La mamá estaba equivocada. En realidad, Pablito no tenía pájaros en la cabeza, tenía un mar embravecido, o más bien, siete mares, que son los que surcan los piratas.
Pablito devoraba las historias de piratas como las pizzas: a grandes tarascadas y sin tiempo de masticarlas bien.
Hoy ya nadie escribe ni lee historias de piratas. Pablito las descubrió por casualidad, gracias a su abuelo, que era el gran depositario de todas las historias maravillosas del mundo. La isla del tesoro lo dejó boquiabierto y sin aliento. Terminó de leerla con una linterna, debajo de las frazadas, cuando su mamá apagó la luz.
A los 5 años, Pablito quiso ser pastelero. A los 7 años, quiso ser paracaidista y ahora, a los 9 años, quería ser pirata.
Pero, ¿cómo se puede ser un pirata serio llamándose Pablito?... ¡El terrible Pirata Pablito! Era para echarse a reír o llorar, depende. Lo primero que tenía que hacer era cambiarse el nombre. Mientras pajareaba en clase, se le ocurrió el nombre. Se llamaría Jim, Patas Negras.
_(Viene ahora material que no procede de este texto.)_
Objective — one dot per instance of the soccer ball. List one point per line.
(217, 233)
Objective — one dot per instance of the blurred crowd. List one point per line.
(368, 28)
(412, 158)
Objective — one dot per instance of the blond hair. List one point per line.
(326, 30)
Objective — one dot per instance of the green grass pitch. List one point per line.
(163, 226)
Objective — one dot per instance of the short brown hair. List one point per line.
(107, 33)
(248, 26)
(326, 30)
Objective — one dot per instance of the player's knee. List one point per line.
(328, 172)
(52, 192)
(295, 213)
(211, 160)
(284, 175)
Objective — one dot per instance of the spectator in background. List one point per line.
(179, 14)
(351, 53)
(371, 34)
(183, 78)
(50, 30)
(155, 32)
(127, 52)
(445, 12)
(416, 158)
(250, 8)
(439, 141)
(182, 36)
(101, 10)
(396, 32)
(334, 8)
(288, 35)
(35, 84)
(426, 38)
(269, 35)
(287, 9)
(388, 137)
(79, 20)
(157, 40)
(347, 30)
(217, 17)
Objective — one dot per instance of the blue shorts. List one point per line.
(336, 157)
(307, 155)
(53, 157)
Jim decidió organizarse. Incluso para ser pirata hay que organizarse un poco. Lo primero que necesita un bucanero (esa palabra se la había oído a su abuelo) es un océano para navegar y piratear.
A pesar de que Pablito vivía en Valparaíso y desde su casa se veía el mar, Jim necesitaba un océano propio al alcance de su mano. Como los piratas son saqueadores y ladrones, Pablito Jim Patas Negras decidió robarse el Océano Pacífico, que le parecía un mar bastante aceptable.
Cada día, cuando volvía del colegio, llenaba una botella de plástico con agua del mar y la echaba en la tina del baño. En dos semanas llenó la bañera de agua salada hasta el borde. Fue entonces cuando empezaron sus problemas. Por la noche, el viento sopló con fuerza y en la tina de baño las olas del mar se encresparon, dejando los azulejos llenos de espuma.